The Kinks - The Journey - Part 1

This anthology from the Kinks includes material that's drawn from their early work in 1964 on through to 1975. Interestingly, the songs are grouped thematically, with four distinct segments featuring on the 2-CD set. Big hit "You Really Got Me" from '64 opens the first half of CD-1 where the theme is "Songs about becoming a man, the search for adventure, finding an identity and a girl." Band members Ray Davies, Dave Davies and Mick Avory offer new (penned in November 2022) insight for each song with brief commentary in the liner notes. For opening track "You Really Got Me" front man Ray Davies says, "I was playing in an R&B band in Soho and saw this gorgeous girl dancing in the audience. During our break I went into the audience to find her, to tell her about this song I'd just written, but she'd disappeared. I've been looking for her ever since." This segment of CD-1 also contains hits "All Day and All of the Night," "Who'll Be the Next in Line" and "Stop Your Sobbing," famously covered by the Pretenders (Pretenders front woman Chrissie Hynde was Ray Davies' girlfriend for a few years.) Davies is infatuated with a different girl on 1968's "She's Got Everything," a lesser-known cut that is also the "newest" in this segment.
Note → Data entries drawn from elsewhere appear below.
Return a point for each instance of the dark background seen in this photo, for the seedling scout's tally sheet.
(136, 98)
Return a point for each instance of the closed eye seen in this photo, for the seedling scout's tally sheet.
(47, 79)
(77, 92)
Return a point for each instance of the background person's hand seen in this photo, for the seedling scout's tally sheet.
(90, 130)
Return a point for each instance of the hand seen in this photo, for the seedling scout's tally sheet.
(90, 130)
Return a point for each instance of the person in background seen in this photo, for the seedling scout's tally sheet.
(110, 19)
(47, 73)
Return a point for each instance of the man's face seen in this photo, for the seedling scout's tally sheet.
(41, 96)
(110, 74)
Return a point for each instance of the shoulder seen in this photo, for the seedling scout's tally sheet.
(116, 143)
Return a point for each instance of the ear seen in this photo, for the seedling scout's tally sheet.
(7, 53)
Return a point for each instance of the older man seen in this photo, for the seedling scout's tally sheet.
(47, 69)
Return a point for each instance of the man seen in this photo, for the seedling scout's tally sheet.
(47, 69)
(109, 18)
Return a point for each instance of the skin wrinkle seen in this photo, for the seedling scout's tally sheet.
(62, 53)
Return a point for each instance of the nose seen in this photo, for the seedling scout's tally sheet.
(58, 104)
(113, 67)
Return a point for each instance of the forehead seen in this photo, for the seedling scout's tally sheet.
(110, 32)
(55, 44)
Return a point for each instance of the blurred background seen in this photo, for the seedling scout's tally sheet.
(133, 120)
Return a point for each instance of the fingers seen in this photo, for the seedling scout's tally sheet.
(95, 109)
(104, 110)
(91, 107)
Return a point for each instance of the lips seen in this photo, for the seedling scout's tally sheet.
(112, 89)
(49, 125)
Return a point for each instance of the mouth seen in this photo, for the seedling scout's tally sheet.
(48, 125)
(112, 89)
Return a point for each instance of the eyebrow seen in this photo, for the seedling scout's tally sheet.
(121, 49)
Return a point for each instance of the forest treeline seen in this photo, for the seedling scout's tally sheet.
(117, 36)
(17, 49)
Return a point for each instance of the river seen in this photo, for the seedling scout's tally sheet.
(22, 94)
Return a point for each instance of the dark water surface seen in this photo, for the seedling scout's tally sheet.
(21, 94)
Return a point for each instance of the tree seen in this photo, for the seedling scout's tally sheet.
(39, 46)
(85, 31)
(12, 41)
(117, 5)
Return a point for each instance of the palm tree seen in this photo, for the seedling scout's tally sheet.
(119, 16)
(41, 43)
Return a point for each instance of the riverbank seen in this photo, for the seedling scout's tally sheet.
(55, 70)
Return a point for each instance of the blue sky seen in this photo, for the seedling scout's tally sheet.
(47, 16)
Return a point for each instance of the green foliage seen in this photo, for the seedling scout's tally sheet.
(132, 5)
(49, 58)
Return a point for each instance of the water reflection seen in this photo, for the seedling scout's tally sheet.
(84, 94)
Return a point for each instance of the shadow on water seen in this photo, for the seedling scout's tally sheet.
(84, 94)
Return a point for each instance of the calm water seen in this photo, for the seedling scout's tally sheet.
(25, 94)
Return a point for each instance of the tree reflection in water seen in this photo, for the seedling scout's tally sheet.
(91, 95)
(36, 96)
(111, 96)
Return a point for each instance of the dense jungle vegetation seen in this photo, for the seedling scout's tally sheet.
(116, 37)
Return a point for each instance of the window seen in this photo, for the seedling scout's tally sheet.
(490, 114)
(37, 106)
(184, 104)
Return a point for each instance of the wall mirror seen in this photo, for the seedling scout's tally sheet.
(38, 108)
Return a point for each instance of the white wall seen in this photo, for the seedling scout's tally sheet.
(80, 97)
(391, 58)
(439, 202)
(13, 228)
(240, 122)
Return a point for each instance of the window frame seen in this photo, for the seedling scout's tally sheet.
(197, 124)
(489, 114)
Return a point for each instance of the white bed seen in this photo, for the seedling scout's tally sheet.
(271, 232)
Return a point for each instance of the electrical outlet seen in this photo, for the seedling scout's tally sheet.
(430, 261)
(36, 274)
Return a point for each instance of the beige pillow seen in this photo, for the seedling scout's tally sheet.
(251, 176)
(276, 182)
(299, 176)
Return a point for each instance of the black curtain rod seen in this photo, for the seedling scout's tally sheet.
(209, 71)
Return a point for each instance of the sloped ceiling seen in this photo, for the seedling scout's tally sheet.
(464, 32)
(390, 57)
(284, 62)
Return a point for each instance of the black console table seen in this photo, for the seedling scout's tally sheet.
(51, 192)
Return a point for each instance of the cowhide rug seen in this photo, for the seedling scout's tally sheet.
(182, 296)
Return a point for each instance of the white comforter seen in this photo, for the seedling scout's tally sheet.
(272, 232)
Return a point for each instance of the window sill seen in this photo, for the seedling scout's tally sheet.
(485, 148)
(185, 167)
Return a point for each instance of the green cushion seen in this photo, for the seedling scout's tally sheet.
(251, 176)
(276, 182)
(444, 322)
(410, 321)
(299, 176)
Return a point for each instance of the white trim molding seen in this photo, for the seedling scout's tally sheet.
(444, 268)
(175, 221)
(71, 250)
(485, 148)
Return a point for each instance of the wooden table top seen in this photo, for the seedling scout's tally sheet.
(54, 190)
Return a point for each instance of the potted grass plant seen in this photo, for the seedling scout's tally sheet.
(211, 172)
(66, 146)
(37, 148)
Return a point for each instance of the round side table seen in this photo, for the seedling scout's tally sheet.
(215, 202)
The theme for the second half of CD-1 is "Songs of ambition achieved, the bitter taste of success, loss of friends, the past comes back and bites you in the rear end." While '60s cuts "Dead End Street," "Wonderboy," "Mindless Child of Motherhood" and, fitting into the "loss of friends" notion, "Do You Remember Walter?" are found here, the segment jumps ahead half a decade for 1975's melancholy reminiscence "Schooldays" and the great, guitar rocking "The Hard Way," a throwback to the "You Really Got Me" sound. CD-1 holds 20 cuts in all.

The first segment on CD-2 has a theme of "Days and nights of a lost soul, songs of regret and reflections of happier times." Standouts include the blues cut "Last of the Steam-Powered Trains," complete with harmonica solo and Howlin' Wolf beat, and hits "Where Have All the Good Times Gone" and the sublime "Sitting in the Midday Sun." The final segment of the compilation focuses on "A new start, a new love, but have you really changed? Still haunted by the quest and the girl." The classic "Waterloo Sunset" opens the segment; also included are "Australia," the jazzy "No More Looking Back," "The Death of a Clown," (actually a Dave Davies solo cut from 1967) and the magnificent pop of "Celluloid Heroes." The Journey - Part 1's 24-song presentation quite fittingly ends in "Shangri-La." It's not the happiest of tunes but in the greater sense fans of the early days of the Kinks will be very happy to meet them there.